Launchy Gill does not provide access to the open fell, the forest fence being a substantial barrier, but from further south at the Dob Gill car park the bridleway to Watendlath can be used to gain the main ridge between Ullscarf and High Tove, before striking north to the summit.

== Protected Area ==
Armboth Fells was designated as a Site of Special Scientific Interest (SSSI) in 1986 because of the high altitude woodland present that includes birch and hazel within the 2347.28 ha site. Part of the land area designated as Armboth Fells SSSI is owned by United Utilities and part is owned by the National Trust.
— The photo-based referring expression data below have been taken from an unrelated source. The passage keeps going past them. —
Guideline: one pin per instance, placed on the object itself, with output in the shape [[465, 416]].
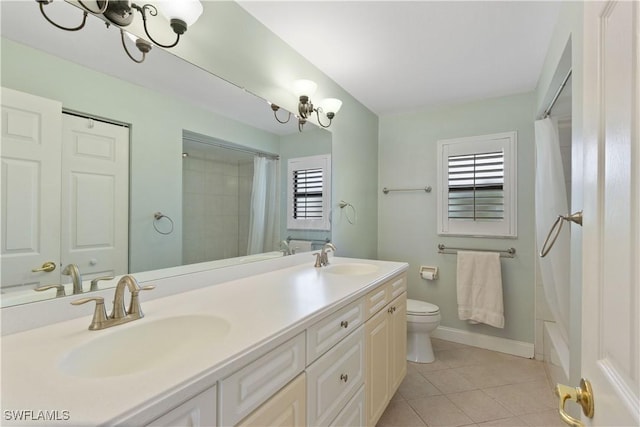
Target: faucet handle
[[99, 314], [134, 304], [59, 289], [94, 282], [318, 256]]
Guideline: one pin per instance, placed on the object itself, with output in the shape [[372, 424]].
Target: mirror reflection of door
[[82, 222], [30, 189], [95, 196]]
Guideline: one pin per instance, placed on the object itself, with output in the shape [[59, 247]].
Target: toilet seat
[[421, 308]]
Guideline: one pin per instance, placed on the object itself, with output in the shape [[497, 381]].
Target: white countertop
[[263, 311]]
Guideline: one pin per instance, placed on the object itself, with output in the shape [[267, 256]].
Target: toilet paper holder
[[428, 272]]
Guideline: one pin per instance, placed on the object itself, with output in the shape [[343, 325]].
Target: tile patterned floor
[[469, 386]]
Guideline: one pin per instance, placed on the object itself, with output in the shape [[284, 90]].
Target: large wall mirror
[[193, 140]]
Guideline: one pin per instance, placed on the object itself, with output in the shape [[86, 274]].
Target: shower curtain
[[551, 201], [263, 218]]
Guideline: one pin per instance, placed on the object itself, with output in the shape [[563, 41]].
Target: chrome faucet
[[59, 289], [119, 314], [76, 278], [285, 248], [322, 259]]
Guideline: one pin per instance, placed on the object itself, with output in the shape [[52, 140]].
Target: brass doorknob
[[46, 267], [583, 395]]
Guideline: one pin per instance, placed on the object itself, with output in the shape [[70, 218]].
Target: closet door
[[95, 196], [31, 145]]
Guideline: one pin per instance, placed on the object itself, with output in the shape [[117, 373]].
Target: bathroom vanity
[[294, 346]]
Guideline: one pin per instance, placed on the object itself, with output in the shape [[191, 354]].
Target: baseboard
[[503, 345]]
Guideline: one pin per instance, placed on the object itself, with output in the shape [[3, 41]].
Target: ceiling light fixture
[[304, 90], [180, 13]]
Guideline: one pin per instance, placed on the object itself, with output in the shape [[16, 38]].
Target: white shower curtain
[[265, 197], [551, 201]]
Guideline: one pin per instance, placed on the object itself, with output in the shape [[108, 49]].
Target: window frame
[[505, 142], [323, 162]]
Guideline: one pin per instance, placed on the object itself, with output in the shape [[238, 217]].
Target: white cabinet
[[326, 333], [197, 411], [334, 378], [353, 414], [386, 346], [242, 392], [287, 408]]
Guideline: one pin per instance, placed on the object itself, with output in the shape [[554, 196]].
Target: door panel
[[95, 196], [611, 239], [30, 188]]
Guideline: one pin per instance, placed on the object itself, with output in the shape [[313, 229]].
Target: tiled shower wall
[[216, 204]]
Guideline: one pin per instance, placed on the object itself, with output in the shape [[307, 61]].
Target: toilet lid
[[421, 307]]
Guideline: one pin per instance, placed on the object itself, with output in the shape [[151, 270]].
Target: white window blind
[[309, 192], [476, 186]]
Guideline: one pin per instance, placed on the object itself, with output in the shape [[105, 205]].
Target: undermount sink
[[143, 346], [352, 269]]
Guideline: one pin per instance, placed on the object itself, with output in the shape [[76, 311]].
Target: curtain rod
[[556, 96], [204, 139]]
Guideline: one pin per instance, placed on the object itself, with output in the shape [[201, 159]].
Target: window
[[308, 193], [477, 186]]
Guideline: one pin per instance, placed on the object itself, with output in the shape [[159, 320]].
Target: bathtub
[[556, 354]]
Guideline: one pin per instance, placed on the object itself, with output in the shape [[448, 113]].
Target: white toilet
[[422, 319]]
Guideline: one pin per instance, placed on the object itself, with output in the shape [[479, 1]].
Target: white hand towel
[[298, 246], [479, 288]]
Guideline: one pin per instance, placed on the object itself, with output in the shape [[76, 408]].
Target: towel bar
[[505, 253]]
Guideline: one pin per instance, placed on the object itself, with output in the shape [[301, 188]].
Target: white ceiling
[[393, 56], [399, 56]]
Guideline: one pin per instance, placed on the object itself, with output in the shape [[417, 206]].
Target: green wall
[[242, 50], [407, 221]]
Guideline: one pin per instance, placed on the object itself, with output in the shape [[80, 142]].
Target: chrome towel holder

Cumbria Wildlife Trust has been involved in peatland restoration within this protected area.

== Panorama ==

The following Wainwrights are visible on a clear day from the highest point of the fell at 479 metres:

1. Raven Crag, 11.5°, 1.8 mi
2. Blencathra, 11.9°, 7.5 mi
3. Souther Fell, 22.8°, 9.0 mi
4. Clough Head, 28.5°, 4.7 mi
5. Great Dodd, 43.6°, 4.0 mi
6. Watson's Dodd, 46.4°, 3.3 mi
7. Stybarrow Dodd, 56.4°, 3.4 mi
8. Raise, 72.0°, 3.0 mi
9. White Side, 79.6°, 2.6 mi
10. Helvellyn, 99.2°, 2.8 mi
11. Nethermost Pike, 109.6°, 3.1 mi
12. Dollywaggon Pike, 119.6°, 3.6 mi
13. Fairfield, 123.4°, 4.6 mi
14. Seat Sandal, 132.6°, 4.0 mi
15. Heron Pike, 141.4°, 6.0 mi
16. Stone Arthur, 142.1°, 5.2 mi
17. Nab Scar, 145.2°, 6.5 mi
18. Steel Fell, 154.0°, 3.3 mi
19. Ullscarf (summit not seen), 187.1°, 2.4 mi
20. Bowfell, 207.8°, 6.7 mi
21. Esk Pike, 214.6°, 6.5 mi
22. Allen Crags, 218.1°, 5.9 mi
23. Glaramara, 221.8°, 4.7 mi
24. Great End, 222.0°, 6.4 mi
25. Rosthwaite Fell, 227.0°, 3.2 mi
26. Lingmell, 227.5°, 7.3 mi
27. Great Gable, 235.8°, 6.4 mi
28. Green Gable, 236.4°, 6.1 mi
29. Base Brown, 237.0°, 5.3 mi
30. Kirk Fell, 240.8°, 7.2 mi
31. Brandreth, 243.0°, 5.7 mi
32. Grey Knotts, 245.9°, 5.4 mi
33. Pillar, 252.2°, 8.2 mi
34. Haystacks, 253.9°, 6.7 mi
35. Dale Head, 264.1°, 4.6 mi
36. High Spy, 271.3°, 3.9 mi
37. Hindscarth, 273.0°, 5.1 mi
38. Wandope, 288.3°, 7.2 mi
39. Grasmoor, 289.2°, 8.0 mi
40. Crag Hill, 291.9°, 7.0 mi
41. High Tove, 304.2°, 0.6 mi
42. High Seat, 336.5°, 1.4 mi
43. Skiddaw Little Man, 344.8°, 7.6 mi
44. Lonscale Fell, 353.3°, 7.0 mi
45. Great Calva, 356.9°, 9.5 mi
46. Knott, 358.9°, 10.6 mi

The Wainwright summit at 475 metres has the same panorama minus Nab Scar, Esk Pike, Allen Crags, Rosthwaite Fell, Base Brown and Skiddaw Little Man, but adding Maiden Moor, Sail, Whiteside, Scar Crags, Hopegill Head and Grisedale Pike.